Get the supported cloud regions

validate_file_scheme

rtype:

None

ANY_REGION = ['any_region']

Backend that executes batches on Hail’s Batch Service on Google Cloud.

Examples

>>> service_backend = ServiceBackend(billing_project='my-billing-account', remote_tmpdir='gs://my-bucket/temporary-files/') 
>>> b = Batch(backend=service_backend) 
>>> b.run() 
>>> service_backend.close() 

If the Hail configuration parameters batch/billing_project and batch/remote_tmpdir were previously set with hailctl config set, then one may elide the billing_project and remote_tmpdir parameters.

>>> service_backend = ServiceBackend()
>>> b = Batch(backend=service_backend)
>>> b.run() 
>>> service_backend.close()
Parameters:
  • billing_project – Name of billing project to use.

  • bucket – Name of bucket to use. Should not include the gs:// prefix. Cannot be used with remote_tmpdir. Temporary data will be stored in the “/batch” folder of this bucket. This argument is deprecated. Use remote_tmpdir instead.

  • remote_tmpdir – Temporary data will be stored in this cloud storage folder. Cannot be used with deprecated argument bucket. Paths should match a GCS URI like gs://<BUCKET_NAME>/<PATH> or an ABS URI of the form https://<ACCOUNT_NAME>.blob.core.windows.net/<CONTAINER_NAME>/<PATH>.

  • google_project – If specified, the project to use when authenticating with Google Storage. Google Storage is used to transfer serialized values between this computer and the cloud machines that execute Python jobs.

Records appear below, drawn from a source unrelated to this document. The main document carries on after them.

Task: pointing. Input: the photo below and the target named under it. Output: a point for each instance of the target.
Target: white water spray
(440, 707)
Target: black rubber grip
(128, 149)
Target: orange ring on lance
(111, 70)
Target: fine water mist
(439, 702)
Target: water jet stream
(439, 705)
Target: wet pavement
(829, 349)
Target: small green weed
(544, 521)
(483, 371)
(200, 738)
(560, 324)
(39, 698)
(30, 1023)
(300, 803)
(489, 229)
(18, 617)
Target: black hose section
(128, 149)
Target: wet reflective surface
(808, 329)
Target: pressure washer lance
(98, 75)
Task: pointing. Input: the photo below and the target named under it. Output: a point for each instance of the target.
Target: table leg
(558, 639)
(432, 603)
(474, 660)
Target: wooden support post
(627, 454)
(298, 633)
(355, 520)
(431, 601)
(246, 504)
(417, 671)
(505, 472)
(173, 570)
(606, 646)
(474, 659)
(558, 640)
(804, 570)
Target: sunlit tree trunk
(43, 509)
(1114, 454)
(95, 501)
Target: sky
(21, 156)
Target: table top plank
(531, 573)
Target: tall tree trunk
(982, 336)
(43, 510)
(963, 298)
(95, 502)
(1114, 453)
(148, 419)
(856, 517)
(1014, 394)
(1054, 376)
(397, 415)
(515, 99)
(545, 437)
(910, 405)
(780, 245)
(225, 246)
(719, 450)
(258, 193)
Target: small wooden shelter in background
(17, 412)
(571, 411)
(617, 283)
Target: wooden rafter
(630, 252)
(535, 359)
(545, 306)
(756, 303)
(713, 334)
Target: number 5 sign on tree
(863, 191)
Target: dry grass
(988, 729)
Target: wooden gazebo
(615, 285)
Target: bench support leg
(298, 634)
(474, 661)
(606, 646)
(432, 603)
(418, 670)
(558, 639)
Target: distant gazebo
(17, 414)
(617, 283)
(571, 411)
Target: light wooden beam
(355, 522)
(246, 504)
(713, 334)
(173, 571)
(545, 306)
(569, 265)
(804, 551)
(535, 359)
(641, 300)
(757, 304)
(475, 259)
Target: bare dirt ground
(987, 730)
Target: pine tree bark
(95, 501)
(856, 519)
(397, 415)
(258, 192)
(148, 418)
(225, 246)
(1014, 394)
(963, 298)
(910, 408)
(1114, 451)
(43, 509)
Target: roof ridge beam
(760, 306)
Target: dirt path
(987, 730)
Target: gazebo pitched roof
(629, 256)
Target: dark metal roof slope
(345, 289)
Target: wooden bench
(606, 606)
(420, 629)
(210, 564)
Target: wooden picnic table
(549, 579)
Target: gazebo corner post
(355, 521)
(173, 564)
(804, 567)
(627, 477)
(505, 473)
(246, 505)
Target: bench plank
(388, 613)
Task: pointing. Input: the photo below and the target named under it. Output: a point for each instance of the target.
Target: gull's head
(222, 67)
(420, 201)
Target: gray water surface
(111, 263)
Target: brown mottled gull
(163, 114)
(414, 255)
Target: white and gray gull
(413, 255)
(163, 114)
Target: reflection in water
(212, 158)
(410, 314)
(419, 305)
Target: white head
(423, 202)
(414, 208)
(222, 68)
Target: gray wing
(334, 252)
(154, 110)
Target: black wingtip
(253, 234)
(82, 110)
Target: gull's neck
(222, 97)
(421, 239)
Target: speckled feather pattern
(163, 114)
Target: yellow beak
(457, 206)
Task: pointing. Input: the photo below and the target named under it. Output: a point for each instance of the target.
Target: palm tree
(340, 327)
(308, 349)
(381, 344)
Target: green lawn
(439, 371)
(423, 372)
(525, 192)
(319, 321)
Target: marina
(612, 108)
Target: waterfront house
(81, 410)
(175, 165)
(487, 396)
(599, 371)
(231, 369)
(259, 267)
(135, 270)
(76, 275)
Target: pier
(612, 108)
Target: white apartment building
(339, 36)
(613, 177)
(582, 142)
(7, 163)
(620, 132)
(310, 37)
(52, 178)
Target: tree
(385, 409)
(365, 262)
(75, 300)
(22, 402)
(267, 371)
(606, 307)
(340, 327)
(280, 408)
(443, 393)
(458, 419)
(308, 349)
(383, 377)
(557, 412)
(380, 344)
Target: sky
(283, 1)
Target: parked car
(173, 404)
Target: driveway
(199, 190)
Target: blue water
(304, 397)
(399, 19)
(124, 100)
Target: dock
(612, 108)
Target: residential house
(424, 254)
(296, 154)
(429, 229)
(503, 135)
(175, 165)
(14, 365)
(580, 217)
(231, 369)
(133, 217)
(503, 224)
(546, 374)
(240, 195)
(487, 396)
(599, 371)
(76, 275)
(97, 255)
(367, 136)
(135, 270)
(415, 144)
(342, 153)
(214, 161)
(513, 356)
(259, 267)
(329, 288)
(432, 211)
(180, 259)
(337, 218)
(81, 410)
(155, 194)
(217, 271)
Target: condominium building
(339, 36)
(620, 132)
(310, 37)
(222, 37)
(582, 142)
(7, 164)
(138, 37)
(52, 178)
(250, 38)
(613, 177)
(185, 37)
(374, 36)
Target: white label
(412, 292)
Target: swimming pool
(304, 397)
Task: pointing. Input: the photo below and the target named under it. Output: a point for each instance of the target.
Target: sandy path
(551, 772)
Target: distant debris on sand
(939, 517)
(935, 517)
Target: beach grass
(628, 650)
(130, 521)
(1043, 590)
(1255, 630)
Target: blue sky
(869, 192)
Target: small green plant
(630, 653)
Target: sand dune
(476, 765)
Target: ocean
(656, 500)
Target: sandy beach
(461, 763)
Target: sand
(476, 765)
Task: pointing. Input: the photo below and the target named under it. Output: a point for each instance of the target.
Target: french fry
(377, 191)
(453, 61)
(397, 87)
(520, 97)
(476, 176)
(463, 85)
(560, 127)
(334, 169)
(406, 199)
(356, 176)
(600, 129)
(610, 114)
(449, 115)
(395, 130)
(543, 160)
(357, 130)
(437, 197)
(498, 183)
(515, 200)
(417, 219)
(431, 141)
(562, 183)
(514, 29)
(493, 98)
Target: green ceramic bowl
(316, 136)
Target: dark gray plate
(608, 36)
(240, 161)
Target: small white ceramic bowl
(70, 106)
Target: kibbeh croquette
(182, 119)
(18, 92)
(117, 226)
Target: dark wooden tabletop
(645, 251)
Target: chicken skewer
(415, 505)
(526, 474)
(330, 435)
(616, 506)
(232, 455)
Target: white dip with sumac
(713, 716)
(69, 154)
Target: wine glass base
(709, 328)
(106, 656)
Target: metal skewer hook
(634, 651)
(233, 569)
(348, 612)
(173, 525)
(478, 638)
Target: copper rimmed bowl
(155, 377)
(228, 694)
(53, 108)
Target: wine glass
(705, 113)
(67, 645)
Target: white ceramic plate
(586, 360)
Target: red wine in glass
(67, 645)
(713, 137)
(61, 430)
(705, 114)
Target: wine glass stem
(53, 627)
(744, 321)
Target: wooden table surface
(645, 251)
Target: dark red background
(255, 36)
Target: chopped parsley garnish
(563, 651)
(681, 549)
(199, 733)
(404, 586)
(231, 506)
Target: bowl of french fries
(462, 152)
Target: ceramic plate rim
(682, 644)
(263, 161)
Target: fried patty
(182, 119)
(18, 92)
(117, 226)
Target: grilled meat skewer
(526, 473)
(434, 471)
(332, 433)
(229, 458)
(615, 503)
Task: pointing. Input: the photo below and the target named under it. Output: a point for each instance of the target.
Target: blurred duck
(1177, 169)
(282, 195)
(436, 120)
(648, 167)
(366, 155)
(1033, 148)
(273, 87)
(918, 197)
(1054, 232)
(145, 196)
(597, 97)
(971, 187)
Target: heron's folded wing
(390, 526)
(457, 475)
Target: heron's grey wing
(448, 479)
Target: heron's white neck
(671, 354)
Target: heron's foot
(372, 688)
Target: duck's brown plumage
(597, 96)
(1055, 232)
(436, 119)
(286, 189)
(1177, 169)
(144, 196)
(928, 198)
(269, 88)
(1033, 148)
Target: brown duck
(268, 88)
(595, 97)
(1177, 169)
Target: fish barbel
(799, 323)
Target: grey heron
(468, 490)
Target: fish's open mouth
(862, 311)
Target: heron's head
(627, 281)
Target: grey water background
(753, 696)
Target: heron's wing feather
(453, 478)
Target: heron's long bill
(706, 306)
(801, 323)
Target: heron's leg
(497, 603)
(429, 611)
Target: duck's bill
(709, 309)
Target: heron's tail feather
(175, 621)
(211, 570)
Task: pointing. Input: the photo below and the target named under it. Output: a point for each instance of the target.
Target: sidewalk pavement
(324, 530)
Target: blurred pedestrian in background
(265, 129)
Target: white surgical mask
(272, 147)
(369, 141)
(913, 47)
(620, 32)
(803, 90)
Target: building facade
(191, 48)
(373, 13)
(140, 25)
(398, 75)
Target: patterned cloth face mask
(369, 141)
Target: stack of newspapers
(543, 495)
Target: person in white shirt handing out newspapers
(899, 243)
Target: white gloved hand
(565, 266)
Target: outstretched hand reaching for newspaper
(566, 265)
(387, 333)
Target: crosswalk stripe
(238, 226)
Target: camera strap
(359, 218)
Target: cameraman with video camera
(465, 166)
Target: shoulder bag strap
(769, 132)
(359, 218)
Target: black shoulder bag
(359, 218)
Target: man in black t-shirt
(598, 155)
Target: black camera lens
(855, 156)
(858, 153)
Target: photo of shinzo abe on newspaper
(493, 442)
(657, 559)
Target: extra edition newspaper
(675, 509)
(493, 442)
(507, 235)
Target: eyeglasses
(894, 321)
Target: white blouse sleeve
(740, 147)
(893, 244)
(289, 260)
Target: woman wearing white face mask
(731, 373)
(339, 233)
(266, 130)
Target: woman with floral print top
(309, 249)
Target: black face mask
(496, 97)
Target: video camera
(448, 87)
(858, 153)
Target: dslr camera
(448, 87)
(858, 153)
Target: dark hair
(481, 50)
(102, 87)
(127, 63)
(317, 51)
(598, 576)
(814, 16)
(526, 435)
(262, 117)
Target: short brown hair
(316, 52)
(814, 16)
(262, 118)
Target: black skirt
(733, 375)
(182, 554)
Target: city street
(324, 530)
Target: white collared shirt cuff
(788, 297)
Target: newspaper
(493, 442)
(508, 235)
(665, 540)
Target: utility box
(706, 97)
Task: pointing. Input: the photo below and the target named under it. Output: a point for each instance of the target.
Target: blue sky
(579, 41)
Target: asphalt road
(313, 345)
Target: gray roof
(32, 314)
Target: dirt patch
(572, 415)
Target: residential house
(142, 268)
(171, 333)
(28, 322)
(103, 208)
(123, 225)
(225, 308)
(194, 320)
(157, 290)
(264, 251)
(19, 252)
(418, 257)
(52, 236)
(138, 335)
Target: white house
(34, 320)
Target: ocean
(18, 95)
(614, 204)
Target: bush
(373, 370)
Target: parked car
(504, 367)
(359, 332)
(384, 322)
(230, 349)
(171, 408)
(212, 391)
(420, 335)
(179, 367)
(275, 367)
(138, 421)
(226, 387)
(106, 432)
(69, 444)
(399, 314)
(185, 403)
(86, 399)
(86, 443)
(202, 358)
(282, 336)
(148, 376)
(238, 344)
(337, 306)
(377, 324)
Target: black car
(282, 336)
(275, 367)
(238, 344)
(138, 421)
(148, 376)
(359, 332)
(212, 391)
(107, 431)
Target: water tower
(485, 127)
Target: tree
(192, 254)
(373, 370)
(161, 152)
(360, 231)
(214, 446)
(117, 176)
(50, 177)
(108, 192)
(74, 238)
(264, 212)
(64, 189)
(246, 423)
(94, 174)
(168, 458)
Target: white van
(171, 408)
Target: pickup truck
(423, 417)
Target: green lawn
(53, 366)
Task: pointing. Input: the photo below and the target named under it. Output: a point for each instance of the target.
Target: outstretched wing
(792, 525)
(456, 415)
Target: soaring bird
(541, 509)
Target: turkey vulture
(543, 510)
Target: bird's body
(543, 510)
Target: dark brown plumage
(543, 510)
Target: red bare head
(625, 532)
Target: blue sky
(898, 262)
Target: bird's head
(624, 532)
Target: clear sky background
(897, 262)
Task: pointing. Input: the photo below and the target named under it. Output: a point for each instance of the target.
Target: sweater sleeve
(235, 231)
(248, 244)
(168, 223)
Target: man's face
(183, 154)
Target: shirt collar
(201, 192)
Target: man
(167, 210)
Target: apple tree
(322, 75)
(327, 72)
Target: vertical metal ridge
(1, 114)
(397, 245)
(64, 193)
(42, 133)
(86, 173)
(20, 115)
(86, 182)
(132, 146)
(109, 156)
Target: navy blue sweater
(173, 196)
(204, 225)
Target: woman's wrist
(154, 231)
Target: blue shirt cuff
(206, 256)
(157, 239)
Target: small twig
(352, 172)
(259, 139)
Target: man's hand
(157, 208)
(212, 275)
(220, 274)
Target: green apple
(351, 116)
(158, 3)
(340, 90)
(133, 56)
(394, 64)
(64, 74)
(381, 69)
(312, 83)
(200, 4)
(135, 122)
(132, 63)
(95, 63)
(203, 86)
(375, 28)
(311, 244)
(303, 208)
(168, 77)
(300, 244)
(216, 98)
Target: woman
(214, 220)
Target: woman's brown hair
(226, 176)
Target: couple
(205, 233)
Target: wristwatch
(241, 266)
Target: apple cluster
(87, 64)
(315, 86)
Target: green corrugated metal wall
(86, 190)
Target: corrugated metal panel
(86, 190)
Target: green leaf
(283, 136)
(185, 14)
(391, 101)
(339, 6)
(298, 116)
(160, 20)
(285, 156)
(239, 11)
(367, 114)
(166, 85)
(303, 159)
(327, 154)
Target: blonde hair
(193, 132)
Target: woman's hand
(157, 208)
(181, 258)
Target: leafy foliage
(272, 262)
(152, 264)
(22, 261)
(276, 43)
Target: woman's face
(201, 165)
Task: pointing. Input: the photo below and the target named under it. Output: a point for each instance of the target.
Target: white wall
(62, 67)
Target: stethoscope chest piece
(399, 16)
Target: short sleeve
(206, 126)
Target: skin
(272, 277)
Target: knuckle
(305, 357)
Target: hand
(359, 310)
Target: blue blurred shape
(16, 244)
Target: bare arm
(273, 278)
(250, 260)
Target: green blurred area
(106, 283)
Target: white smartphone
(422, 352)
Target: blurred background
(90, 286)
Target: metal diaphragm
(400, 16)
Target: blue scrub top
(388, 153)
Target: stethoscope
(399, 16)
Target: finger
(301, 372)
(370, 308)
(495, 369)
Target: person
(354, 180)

  • token – The authorization token to pass to the batch client. Should only be set for user delegation purposes.

  • regions – Cloud region(s) to run jobs in. Use py:staticmethod:.ServiceBackend.supported_regions to list the available regions to choose from. Use py:attribute:.ServiceBackend.ANY_REGION to signify the default is jobs can run in any available region. The default is jobs can run in any region unless a default value has been set with hailctl. An example invocation is hailctl config set batch/regions “us-central1,us-east1”.

_run(batch, dry_run, verbose, delete_scratch_on_exit, wait=True, open=False, disable_progress_bar=False, callback=None, token=None, **backend_kwargs)

Execute a batch.

Warning

This method should not be called directly. Instead, use batch.Batch.run() and pass ServiceBackend specific arguments as key-word arguments.

Parameters:
  • batch (Batch) – Batch to execute.

  • dry_run (bool) – If True, don’t execute code.

  • verbose (bool) – If True, print debugging output.

  • delete_scratch_on_exit (bool) – If True, delete temporary directories with intermediate files.

  • wait (bool) – If True, wait for the batch to finish executing before returning.

  • open (bool) – If True, open the UI page for the batch.

  • disable_progress_bar (bool) – If True, disable the progress bar.

  • callback (Optional[str]) – If not None, a URL that will receive at most one POST request after the entire batch completes.

  • token (Optional[str]) – If not None, a string used for idempotency of batch submission.

Return type:

Batch

static supported_regions()

Get the supported cloud regions

Examples

>>> regions = ServiceBackend.supported_regions()
Returns:

A list of the supported cloud regions

validate_file_scheme(uri)
Return type:

None